The prisoner, Sweeney, stated that he was forced on board board [sic] by some of the other men; the other prisoners made no defence.

The learned Judge minutely recapitulated the evidence, and told the Jury they should be satisfied before they found the prisoners, or any of them guilty; that, at the time they went on board the vessel they had a felonious intention to appropriate the property which they were charged with stealing, to their own use, and also that they were consenting to the act, and not forced to participate in it by the other men, not before the Court. 

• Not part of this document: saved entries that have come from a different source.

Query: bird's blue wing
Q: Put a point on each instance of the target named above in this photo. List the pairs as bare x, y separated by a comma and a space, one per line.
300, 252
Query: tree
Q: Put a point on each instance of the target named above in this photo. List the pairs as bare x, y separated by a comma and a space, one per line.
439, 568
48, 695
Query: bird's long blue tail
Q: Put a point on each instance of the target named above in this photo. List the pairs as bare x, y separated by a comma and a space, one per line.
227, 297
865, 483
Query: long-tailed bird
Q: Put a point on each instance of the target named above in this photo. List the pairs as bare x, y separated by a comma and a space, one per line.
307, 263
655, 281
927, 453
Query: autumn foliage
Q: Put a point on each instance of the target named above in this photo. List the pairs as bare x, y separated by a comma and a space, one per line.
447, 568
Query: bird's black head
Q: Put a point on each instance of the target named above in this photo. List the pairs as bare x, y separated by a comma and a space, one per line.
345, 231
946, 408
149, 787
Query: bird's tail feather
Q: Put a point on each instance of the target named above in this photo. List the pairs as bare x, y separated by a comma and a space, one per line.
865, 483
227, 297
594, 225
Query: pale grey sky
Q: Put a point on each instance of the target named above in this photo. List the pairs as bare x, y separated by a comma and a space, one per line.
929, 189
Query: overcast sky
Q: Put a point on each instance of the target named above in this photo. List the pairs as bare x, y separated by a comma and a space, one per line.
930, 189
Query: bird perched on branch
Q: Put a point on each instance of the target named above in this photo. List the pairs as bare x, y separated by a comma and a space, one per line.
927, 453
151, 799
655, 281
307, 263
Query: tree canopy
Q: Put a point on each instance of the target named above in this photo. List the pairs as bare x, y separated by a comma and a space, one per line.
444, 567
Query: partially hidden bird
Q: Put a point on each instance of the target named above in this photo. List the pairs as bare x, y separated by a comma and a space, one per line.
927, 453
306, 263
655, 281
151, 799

The Jury found the prisoners Guilty. Remanded.[2 ]

 

Notes

[1 ] See also Sydney Gazette, 26 May 1829, stating that five convicts, assigned to Berry and Wollstonecraft, were committed for trial on a charge of piracy for running away with the sloop from Shoalhaven.  Fifteen men were involved, and they took the vessel to New Zealand, where she was destroyed by natives.  The rest of the crew were either killed or escaped.

Further detail on this case is provided by a despatch from Darling to Murray, 28 July 1829, Historical Records of Australia, Series 1, Vol. 15, pp 83f.  The prisoners were not eventually tried for piracy as they were thought not to have taken a central part in it.  As a matter of law, Justice Dowling said that while piracy could only take place on the high seas, it was still piracy to take a vessel from a harbour and travel to sea.  The prisoners were tried under 7 and 8 Geo. 4 c. 28, s. 12, which made stealing from a vessel lying in a creek an offence punishable by transportation for life.  However, Dowling J. found that the statute was not in force because it had not arrived in the colony at the time of the offence, so the defendants were guilty only of larceny at common law.

On piracy, see also R. v. Taylor, 1829.

[2 ] They were sentenced to transportation for seven years: Australian, 9 June 1829; Sydney Gazette, 9 June 1829.